Abrakadabra “Söylediğim gibi yaratacağım.”
Düşündüğünüzü yapmak için sihirli cümlelere ihtiyacınız yok. Geçerli bir sisteme ve taktiğe ihtiyacınız var. Bir tarza.. Bir felsefeye… Düşün, Konuş ve Yap.
Think…
Düşünmek zorundayız. Düşünmek ve yapmak, lakin önce düşünmek. Düşüncelerimiz arzuladığımız hedef hakkında bir şablon oluşturmamızı sağlar.
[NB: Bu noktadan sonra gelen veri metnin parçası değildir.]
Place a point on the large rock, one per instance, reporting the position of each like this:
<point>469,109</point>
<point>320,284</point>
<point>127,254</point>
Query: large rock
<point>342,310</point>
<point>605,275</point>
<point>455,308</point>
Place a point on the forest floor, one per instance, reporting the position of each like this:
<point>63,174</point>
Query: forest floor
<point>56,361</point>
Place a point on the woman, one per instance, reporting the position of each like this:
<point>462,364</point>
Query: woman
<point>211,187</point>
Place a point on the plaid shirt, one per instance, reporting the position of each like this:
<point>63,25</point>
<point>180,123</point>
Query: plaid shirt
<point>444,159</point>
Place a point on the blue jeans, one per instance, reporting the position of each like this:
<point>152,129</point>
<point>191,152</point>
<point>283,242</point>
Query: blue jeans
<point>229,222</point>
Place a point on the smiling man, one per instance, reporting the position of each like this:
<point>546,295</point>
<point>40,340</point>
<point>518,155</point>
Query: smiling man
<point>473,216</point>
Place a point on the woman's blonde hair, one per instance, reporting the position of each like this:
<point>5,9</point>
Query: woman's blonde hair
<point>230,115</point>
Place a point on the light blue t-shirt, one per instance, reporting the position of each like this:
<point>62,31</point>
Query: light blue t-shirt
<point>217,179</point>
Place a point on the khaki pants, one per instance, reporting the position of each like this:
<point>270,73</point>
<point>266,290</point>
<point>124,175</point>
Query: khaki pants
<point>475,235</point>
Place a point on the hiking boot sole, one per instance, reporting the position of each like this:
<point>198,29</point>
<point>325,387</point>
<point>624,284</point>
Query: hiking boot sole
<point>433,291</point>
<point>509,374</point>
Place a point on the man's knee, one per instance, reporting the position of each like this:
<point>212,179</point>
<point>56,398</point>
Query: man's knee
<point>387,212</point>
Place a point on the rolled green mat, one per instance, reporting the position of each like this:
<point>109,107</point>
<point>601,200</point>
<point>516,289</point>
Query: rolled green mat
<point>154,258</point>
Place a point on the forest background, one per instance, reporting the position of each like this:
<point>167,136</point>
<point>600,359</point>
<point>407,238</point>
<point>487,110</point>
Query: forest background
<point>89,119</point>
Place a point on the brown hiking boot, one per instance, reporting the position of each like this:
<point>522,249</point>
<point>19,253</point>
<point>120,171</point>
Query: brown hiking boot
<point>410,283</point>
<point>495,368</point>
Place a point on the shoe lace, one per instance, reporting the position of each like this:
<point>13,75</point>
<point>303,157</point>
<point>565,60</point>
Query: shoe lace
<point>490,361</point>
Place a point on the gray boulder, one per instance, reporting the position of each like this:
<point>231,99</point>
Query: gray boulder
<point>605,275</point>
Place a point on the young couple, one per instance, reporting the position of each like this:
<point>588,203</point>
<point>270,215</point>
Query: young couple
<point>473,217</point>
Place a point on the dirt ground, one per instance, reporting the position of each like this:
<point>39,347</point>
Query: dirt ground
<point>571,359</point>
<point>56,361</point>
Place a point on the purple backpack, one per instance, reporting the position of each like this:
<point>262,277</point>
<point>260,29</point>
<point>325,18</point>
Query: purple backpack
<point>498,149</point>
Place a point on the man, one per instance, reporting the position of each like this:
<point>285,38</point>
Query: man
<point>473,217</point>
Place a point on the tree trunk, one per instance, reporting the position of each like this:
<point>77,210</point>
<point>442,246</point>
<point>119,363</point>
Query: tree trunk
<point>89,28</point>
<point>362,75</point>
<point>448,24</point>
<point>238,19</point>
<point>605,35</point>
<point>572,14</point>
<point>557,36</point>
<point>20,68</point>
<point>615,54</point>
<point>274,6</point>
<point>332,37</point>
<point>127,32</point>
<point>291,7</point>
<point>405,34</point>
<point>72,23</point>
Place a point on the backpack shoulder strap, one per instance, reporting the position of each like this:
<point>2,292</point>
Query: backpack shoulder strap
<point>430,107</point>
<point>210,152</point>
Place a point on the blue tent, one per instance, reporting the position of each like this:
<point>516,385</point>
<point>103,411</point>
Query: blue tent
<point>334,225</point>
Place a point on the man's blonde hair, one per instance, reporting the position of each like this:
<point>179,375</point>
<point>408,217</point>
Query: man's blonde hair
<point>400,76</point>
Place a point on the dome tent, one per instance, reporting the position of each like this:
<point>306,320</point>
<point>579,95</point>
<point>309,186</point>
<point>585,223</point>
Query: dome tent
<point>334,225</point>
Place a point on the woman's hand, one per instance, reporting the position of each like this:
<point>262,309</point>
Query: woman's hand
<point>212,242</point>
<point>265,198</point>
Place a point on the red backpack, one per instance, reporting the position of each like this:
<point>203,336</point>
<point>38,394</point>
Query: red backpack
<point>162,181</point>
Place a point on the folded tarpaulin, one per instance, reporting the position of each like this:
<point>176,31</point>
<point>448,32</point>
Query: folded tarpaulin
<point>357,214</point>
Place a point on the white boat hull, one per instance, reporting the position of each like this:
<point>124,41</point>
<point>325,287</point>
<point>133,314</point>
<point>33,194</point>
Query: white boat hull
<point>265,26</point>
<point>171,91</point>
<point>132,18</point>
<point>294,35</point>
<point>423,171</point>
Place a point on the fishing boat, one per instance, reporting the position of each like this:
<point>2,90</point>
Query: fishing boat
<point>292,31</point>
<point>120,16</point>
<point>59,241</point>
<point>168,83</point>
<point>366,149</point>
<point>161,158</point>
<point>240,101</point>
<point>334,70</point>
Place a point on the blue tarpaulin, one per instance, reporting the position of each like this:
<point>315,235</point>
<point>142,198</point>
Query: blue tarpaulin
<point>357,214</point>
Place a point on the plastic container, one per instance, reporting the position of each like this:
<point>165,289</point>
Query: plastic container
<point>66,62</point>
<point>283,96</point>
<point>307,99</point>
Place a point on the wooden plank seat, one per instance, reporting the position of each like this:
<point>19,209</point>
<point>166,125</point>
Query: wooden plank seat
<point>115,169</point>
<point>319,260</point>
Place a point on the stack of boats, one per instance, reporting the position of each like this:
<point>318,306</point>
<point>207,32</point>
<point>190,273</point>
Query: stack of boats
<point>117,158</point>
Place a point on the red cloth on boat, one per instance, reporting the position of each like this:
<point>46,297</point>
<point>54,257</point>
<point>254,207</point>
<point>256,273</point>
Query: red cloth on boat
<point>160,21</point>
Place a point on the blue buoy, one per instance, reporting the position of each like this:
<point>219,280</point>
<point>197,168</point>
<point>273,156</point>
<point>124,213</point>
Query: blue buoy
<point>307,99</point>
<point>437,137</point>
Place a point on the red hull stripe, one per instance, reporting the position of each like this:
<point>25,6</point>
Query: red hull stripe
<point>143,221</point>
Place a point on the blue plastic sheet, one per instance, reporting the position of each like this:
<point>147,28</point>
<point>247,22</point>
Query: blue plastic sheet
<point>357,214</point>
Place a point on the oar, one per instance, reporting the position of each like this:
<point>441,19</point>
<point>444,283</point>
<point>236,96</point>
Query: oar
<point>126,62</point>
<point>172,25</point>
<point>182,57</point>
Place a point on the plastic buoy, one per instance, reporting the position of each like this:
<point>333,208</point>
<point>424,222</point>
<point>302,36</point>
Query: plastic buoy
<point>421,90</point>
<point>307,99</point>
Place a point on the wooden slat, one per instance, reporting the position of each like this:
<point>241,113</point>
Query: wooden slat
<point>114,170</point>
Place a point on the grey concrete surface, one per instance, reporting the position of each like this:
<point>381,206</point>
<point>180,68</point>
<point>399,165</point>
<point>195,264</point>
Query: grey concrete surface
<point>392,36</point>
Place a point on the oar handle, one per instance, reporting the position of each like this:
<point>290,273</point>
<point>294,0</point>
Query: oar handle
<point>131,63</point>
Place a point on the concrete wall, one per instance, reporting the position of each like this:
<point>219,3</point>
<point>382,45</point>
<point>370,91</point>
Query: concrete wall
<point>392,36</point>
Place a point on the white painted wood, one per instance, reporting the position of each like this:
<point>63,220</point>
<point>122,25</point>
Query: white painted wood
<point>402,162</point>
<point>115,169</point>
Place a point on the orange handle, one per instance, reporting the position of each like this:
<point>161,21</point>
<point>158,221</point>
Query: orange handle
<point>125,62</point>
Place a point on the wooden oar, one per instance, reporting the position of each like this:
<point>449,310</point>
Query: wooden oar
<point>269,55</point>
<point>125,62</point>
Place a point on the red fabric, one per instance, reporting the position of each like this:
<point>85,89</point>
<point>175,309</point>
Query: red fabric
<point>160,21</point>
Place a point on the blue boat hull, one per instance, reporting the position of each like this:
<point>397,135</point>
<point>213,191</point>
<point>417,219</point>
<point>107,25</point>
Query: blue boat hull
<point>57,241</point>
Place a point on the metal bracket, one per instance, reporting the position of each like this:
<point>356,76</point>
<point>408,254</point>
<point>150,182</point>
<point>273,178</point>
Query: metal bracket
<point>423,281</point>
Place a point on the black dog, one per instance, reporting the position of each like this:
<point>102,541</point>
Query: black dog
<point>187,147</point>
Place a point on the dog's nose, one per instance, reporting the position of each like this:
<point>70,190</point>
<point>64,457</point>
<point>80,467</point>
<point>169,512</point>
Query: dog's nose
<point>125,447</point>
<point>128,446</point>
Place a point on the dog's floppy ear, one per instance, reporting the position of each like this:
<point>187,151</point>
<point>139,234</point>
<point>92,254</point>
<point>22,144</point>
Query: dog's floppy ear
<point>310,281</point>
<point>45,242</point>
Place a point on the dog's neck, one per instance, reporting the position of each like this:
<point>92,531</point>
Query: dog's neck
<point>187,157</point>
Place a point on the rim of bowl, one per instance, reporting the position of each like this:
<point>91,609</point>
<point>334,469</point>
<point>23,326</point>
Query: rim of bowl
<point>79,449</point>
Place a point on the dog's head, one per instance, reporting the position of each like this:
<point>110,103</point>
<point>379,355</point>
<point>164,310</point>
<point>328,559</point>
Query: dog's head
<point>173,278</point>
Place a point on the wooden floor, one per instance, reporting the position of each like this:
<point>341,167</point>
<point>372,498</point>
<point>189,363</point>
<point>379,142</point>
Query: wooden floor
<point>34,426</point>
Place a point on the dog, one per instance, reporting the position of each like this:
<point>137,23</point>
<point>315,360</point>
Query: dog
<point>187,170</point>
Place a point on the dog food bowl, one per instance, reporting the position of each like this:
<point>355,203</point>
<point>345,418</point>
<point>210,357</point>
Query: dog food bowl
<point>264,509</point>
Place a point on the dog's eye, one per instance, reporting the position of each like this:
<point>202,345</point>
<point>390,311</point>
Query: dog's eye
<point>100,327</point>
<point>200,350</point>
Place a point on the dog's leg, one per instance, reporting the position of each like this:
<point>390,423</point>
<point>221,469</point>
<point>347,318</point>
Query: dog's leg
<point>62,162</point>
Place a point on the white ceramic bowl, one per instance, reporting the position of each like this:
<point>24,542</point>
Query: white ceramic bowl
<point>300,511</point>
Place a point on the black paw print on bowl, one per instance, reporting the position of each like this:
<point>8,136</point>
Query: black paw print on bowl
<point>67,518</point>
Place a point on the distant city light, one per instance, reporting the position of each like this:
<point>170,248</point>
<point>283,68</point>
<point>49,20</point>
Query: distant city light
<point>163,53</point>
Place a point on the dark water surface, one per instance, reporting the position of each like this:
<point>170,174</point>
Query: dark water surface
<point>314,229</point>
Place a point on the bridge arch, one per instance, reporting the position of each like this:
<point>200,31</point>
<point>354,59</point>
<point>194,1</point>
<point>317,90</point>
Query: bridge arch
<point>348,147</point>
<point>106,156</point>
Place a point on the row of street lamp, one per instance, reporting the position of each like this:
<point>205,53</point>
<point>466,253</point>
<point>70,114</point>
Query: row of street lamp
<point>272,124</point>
Oluşturduğumuz fikrin iskeleti istişare ile şekillenecek ve hayata geçmeye hazır hale gelecektir. Hedef insanı motive eder ve olumsuz koşullar karşısında dayanak olur. Ticaret insanı, siyaset insanı ya da bilim insanı olmak isteyebiliriz. Çocukluğumuzda bu konular hakkında hiç bilgilendirilmemiş olabiliriz. Zeki insanlar yollarını kendileri çizerler. Zeki insanlar öngörü sahibidir. Yetiştiğimiz çevre, ailemiz, okuduğumuz okullar geleceğimizi hatta hayal gücümüzü olumsuz yönde etkilemiş olabilir. Önce düşünmeli ve planlamalı. Hedef koymalı. Ne için savaşacağım?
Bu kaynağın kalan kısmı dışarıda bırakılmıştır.